Presidente Chapo Aponta a Partir de Báruè Paz, Vigilância e Trabalho como Pilares da Prosperidade

O Presidente da República, Daniel Francisco Chapo, defendeu quarta-feira, 3 de Junho, num comício popular realizado no distrito de Báruè, província de Manica, que a paz, a unidade nacional, a vigilância e o trabalho constituem pilares fundamentais para a conquista da independência económica e da prosperidade das famílias moçambicanas, apelando aos cidadãos para rejeitarem a desinformação, preservarem a estabilidade do país e intensificarem a produção como condição para acelerar o desenvolvimento nacional.

Falando no primeiro dia da sua visita de trabalho de três dias à província de Manica, no âmbito da Governação de Proximidade, o Chefe do Estado explicou que a deslocação a Báruè visa reforçar o contacto directo entre o Governo e as populações, ouvir as suas preocupações e assegurar que as prioridades identificadas sejam incorporadas na acção governativa.

“Nós tomamos posse no ano passado, no dia 15 de Janeiro, nós dissemos que íamos fazer uma governação próxima do povo. E, para nós, governação próximo do povo significa deixar o gabinete de Maputo, vir a Báruè, conversar com o povo, ouvir as preocupações do povo, porque nós trabalhamos para o povo”, afirmou.

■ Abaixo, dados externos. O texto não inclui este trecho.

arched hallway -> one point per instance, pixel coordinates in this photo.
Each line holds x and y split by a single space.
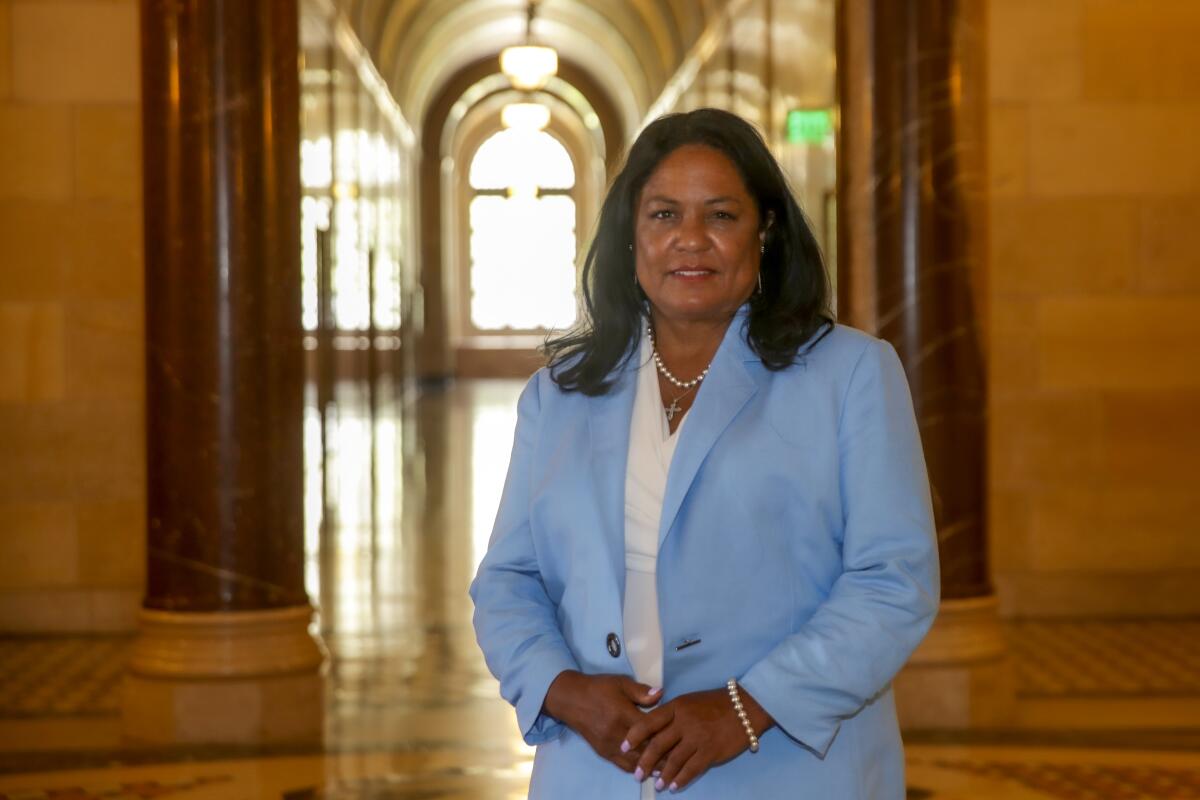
1073 667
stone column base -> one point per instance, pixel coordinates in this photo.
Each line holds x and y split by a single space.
240 678
960 677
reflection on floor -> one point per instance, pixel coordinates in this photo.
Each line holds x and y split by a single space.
399 507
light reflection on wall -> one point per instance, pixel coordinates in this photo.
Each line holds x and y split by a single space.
493 422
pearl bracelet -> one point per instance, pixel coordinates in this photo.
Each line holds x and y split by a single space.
732 685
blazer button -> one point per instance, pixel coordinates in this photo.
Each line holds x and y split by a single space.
613 645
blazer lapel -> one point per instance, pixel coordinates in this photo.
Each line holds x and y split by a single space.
725 391
609 417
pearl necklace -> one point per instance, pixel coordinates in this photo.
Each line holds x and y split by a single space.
666 373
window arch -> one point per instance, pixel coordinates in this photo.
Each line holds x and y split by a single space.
522 239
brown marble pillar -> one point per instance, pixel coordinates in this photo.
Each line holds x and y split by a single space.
223 651
911 250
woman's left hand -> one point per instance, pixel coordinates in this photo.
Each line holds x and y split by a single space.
682 739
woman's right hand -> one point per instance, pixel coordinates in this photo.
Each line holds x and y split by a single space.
601 709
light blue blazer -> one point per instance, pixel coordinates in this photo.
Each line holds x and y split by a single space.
797 546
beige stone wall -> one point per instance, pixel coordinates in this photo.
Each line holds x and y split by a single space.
1095 294
72 531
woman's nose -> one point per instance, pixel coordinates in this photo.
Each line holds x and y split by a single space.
693 233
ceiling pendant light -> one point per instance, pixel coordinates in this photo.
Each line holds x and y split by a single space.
529 66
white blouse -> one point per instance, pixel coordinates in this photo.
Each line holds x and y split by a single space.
651 449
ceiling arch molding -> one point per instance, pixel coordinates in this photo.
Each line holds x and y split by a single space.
606 58
633 47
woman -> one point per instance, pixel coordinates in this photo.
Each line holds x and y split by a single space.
715 546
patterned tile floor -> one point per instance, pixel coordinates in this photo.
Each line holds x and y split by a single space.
413 714
81 675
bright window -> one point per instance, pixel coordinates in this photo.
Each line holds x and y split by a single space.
522 233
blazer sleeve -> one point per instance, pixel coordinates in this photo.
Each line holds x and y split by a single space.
515 619
886 597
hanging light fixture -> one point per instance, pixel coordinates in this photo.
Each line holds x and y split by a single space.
529 66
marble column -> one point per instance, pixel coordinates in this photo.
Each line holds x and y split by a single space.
223 653
911 251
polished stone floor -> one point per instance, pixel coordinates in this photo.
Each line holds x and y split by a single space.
400 501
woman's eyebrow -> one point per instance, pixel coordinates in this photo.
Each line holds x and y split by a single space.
713 200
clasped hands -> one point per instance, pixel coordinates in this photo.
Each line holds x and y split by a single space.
673 744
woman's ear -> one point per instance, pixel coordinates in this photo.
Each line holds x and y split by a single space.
767 223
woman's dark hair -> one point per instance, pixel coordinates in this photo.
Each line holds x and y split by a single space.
792 306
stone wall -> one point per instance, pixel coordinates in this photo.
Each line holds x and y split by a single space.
1095 305
72 531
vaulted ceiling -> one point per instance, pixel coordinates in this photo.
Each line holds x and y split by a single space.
629 47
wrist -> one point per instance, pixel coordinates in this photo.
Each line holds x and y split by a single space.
557 702
760 720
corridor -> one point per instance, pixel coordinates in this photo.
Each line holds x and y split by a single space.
273 275
412 711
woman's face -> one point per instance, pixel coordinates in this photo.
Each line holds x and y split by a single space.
696 236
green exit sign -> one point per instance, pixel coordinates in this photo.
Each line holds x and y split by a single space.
809 125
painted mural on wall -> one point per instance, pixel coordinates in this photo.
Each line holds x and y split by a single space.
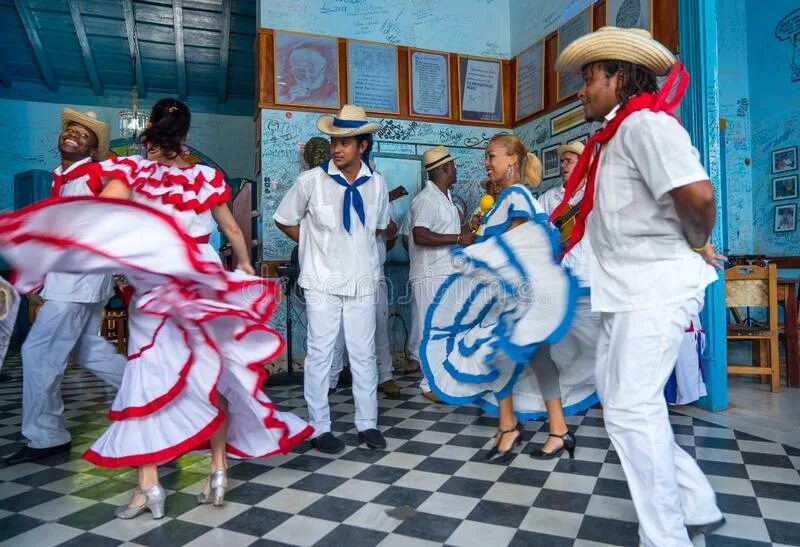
283 136
474 27
229 140
774 100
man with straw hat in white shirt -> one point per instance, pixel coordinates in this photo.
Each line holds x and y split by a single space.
653 212
334 212
435 227
69 319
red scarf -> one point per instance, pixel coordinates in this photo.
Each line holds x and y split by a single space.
590 158
93 182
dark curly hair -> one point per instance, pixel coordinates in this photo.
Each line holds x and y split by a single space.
169 126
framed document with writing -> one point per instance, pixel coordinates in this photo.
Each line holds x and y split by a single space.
306 70
580 25
481 86
628 14
429 82
372 77
530 81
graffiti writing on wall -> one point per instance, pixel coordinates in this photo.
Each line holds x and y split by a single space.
789 30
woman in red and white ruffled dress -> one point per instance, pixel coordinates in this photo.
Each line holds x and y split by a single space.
198 334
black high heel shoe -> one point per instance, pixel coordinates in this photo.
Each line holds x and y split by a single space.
569 445
495 455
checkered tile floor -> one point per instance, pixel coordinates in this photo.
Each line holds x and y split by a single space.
430 487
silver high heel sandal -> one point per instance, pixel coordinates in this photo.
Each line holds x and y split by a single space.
217 484
154 498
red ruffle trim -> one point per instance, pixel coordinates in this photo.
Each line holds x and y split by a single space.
141 174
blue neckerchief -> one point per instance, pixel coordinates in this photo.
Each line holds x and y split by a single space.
351 194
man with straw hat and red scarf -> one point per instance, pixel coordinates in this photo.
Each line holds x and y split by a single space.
69 320
334 212
653 210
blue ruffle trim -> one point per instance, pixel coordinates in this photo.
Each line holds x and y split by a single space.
519 355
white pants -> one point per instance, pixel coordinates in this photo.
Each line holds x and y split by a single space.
636 353
423 291
60 328
382 348
327 316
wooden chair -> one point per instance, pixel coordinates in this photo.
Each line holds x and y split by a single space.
754 286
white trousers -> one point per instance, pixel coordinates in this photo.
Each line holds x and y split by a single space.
423 291
327 315
636 353
382 348
61 328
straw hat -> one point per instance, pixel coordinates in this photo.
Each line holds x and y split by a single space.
349 122
89 120
436 156
616 44
576 147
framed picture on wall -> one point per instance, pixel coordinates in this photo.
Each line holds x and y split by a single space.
628 14
551 166
784 159
784 187
786 218
429 82
567 120
372 78
481 85
306 70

Na sua intervenção, o governante colocou a paz no centro da agenda nacional, considerando-a indispensável para o desenvolvimento do país. Referindo-se ao Diálogo Nacional Inclusivo em curso em todo o país e aos desafios de segurança enfrentados por Moçambique, sobretudo em Cabo Delgado, destacou que “a unidade, a vigilância e o trabalho são o segredo da nossa vitória”, defendendo o reforço da coesão entre os moçambicanos como condição para consolidar a estabilidade e promover o crescimento económico.

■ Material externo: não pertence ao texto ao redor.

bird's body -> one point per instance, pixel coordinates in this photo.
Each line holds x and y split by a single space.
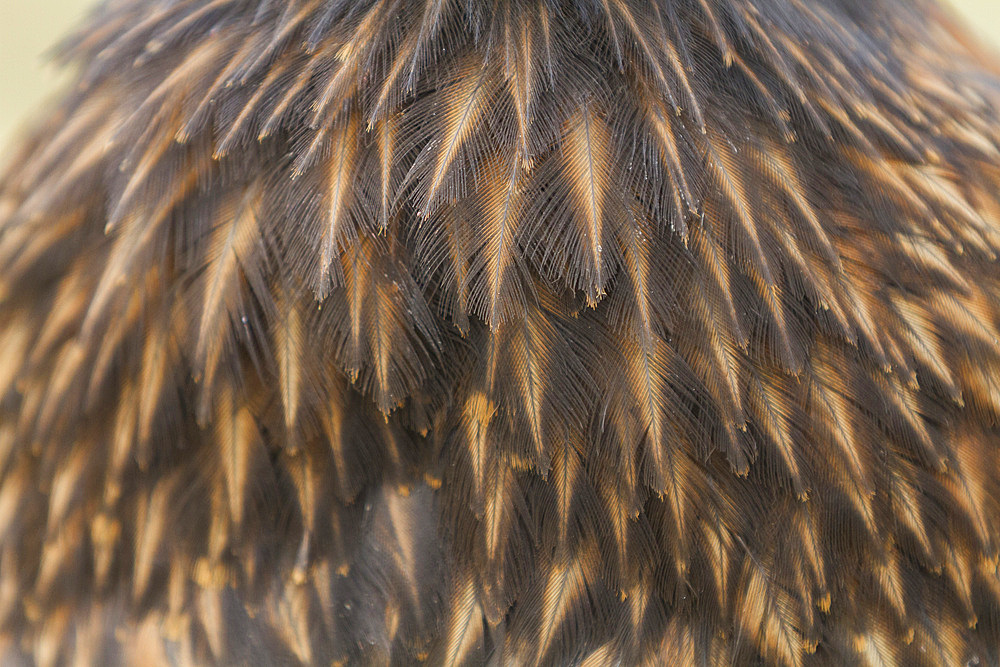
533 332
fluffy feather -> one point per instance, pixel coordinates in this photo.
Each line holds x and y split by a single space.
573 332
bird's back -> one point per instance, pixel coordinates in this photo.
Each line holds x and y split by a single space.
535 332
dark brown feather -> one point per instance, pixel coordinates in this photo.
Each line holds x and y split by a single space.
534 331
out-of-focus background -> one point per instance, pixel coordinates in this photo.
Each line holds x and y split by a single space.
28 29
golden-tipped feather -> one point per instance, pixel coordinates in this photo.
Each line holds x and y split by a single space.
590 332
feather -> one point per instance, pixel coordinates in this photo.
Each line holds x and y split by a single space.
439 331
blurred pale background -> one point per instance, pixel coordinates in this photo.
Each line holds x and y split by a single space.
29 28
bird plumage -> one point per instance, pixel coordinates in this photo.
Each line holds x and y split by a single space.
543 332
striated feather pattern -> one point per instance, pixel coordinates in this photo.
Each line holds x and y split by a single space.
532 331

O Presidente Chapo alertou igualmente para os perigos da desinformação e dos boatos, que, segundo afirmou, têm sido utilizados para dividir os cidadãos e desencadear actos de violência. “A mentira, o boato, a desinformação são inimigos da paz, são inimigos do desenvolvimento”, declarou, apelando às comunidades para permanecerem vigilantes e não se deixarem manipular por informações falsas que colocam em causa a convivência pacífica e o progresso colectivo. Ainda sobre a necessidade de preservar a harmonia social, o Chefe do Estado condenou todas as formas de violência e defendeu o diálogo como instrumento privilegiado para a resolução de divergências. “A política não se faz com violência. Não se faz com ódio. Não se faz com discursos de ódio. Não se faz com discursos de violência. Faz-se com amor. Faz-se com democracia, onde cada um respeita o outro”, afirmou, sublinhando que pensar de forma diferente não deve constituir motivo para conflitos entre cidadãos.

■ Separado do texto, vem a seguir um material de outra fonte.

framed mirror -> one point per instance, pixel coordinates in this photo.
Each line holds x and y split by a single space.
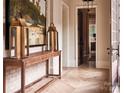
34 14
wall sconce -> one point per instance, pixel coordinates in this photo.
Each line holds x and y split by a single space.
18 38
52 38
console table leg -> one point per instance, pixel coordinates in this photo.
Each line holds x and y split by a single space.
47 68
60 65
23 78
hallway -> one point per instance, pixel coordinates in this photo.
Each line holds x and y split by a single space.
80 80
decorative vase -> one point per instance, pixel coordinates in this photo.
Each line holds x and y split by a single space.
52 38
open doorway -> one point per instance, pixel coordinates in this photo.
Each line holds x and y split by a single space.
87 36
65 35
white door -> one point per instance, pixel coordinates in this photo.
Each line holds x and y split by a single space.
115 41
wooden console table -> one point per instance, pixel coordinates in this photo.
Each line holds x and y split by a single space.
28 61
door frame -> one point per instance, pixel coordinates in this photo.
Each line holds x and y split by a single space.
76 30
67 7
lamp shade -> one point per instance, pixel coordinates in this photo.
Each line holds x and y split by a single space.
18 38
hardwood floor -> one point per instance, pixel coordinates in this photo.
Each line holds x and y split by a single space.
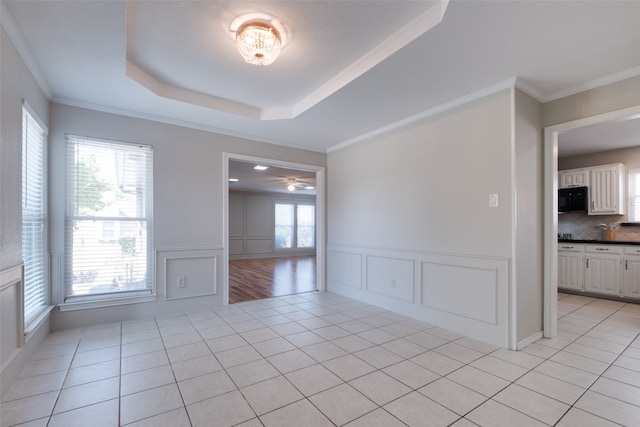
251 279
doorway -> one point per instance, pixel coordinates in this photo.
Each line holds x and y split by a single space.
292 261
552 136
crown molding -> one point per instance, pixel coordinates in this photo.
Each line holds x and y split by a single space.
498 87
181 123
21 46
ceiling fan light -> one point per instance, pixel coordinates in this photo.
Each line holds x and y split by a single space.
258 43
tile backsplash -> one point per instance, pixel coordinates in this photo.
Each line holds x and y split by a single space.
586 227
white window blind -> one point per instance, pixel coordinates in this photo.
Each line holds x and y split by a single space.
634 195
295 222
34 217
306 222
109 218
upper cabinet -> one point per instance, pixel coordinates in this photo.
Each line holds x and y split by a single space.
573 178
606 187
606 190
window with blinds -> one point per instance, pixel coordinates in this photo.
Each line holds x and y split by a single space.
108 221
295 222
634 195
34 217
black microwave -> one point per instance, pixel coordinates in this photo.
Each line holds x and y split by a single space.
573 199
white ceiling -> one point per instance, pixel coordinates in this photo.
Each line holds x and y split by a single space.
275 179
349 69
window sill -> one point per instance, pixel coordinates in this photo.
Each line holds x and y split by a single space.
88 303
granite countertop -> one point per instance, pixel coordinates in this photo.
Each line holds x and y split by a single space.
599 242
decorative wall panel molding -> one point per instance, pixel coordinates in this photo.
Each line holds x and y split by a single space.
188 273
464 293
392 277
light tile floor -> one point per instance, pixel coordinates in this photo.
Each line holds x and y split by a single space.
319 359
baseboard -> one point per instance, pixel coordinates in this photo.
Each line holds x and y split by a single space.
23 355
533 338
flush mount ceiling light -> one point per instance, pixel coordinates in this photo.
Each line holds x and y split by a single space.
259 38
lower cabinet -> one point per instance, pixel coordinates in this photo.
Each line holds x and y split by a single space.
571 266
631 272
600 269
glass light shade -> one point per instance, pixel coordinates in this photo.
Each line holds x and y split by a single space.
258 43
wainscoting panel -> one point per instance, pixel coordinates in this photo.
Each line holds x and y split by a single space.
236 246
392 277
259 246
463 293
459 289
11 324
345 269
197 269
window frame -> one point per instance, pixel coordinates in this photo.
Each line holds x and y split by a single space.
35 272
295 201
70 300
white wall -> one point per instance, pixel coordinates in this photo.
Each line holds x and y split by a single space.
188 213
16 84
409 223
529 226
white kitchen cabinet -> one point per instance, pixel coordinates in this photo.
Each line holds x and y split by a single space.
573 178
603 269
606 190
631 272
571 266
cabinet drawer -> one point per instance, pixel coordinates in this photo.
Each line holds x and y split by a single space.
570 247
604 249
632 250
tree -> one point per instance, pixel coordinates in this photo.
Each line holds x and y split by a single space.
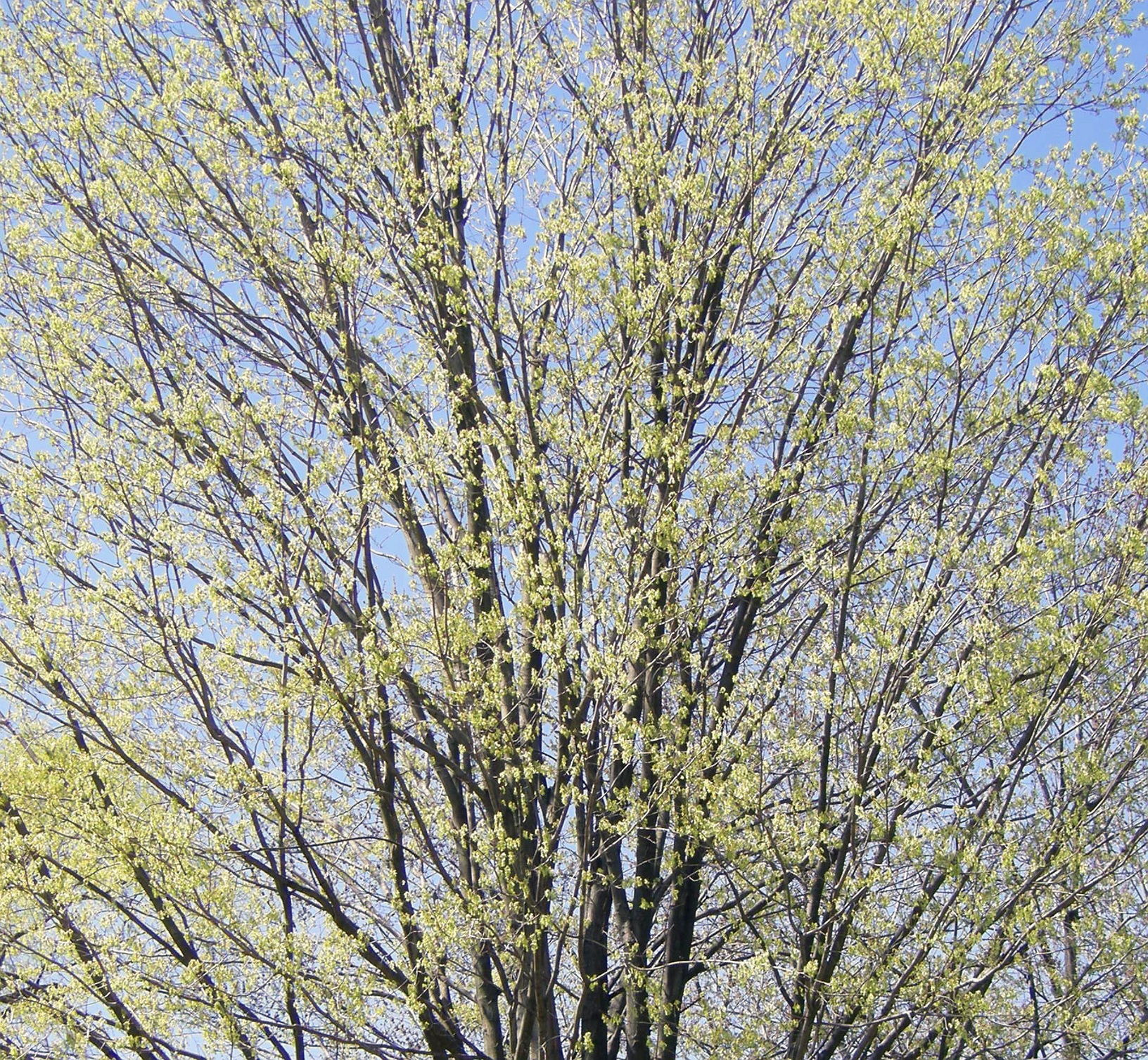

Na vertente económica, o estadista moçambicano apelou ao aumento da produção e produtividade agrícolas, considerando que o aproveitamento dos recursos disponíveis no país é a melhor resposta às crises internacionais e aos impactos da subida dos preços dos combustíveis. “Vamos todos trabalhar a terra. Vamos aumentar a produção e produtividade. Isto é que vai gerar riqueza para Moçambique”, afirmou, incentivando particularmente os jovens a envolverem-se nas actividades produtivas. No seguimento do discurso, o dirigente anunciou também o reforço do Fundo de Desenvolvimento Económico Local (FDEL) em Bàruè, destinado ao financiamento de iniciativas empresariais de jovens, mulheres e outros empreendedores. Segundo explicou, a procura pelos recursos disponibilizados superou as expectativas iniciais, razão pela qual o Executivo decidiu aumentar os montantes atribuídos aos distritos. “Decidimos que este ano vamos duplicar o valor do FDE para todos os distritos do país”, anunciou.